Vous voyez bien que tout ce qui précède, nous conduit une fois encore à réfléchir sur ce à quoi nous avons droit. Durant plusieurs des derniers siècles, à juste titre s'est développée la réflexion sur les droits que chaque être humain peut faire valoir en face des autres êtres humains et des sociétés dans lesquelles il vit. C'est un grand progrès dans l’humanité. C’est très bien.
Mais il faut simultanément savoir reconnaître que la grandeur de la personne humaine réside en premier dans la reconnaissance de la vérité de son existence. Or la vérité de son existence comporte d'abord en premier lieu qu'il n'y a pas d'être humain qui se soit donné lui-même l'existence. Et deuxièmement qu'une créature humaine devient une personne dans la mesure où elle entre en relations, ce qui inclus une relation avec la source (qu'il la considère personnelle ou impersonnelle) de son existence.
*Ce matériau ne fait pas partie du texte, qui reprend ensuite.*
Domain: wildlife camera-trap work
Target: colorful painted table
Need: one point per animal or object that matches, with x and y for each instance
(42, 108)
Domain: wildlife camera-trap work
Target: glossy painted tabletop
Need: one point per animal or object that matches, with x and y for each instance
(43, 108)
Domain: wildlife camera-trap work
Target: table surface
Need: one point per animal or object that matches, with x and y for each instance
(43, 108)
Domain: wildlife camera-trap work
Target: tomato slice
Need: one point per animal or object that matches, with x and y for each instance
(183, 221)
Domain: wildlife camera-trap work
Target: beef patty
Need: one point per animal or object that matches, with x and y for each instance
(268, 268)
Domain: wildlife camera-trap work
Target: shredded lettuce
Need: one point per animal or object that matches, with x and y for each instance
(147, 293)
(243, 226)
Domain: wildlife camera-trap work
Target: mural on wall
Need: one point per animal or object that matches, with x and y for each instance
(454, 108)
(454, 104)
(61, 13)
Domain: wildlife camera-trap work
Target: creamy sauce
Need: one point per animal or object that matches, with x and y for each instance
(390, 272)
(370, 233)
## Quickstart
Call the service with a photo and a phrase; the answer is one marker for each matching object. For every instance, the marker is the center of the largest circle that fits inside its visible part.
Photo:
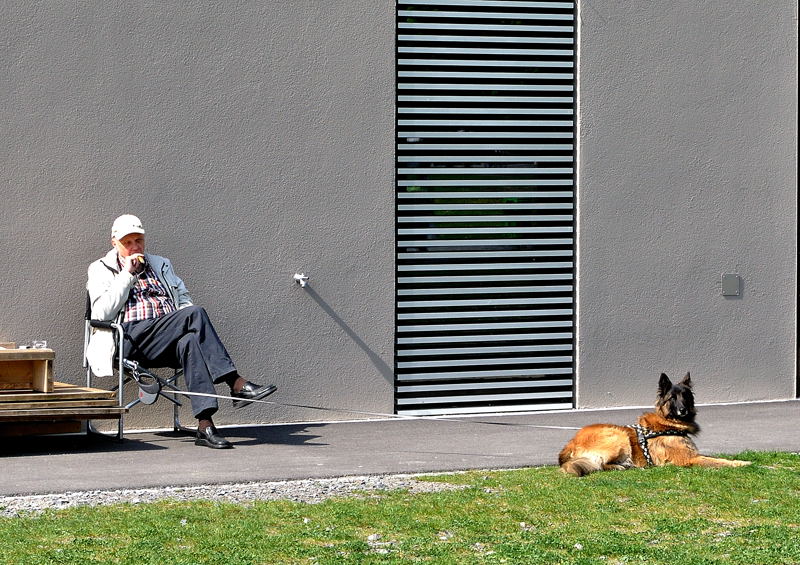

Exprimer sa gratitude pour le don de la vie est une attitude que l'on retrouve, semble-t-il, dans toutes les cultures et toutes les religions.

Comment exprimer en vérité notre gratitude envers la source de la Vie ?
C'est probablement par la fidélité à la vie que la gratitude s'exprime le mieux. Bien entendu cette fidélité à la vie n'est pas interprétée de la même façon par tous les êtres humains. Mais il y a tout de
même des éléments qui apparaissent presque partout.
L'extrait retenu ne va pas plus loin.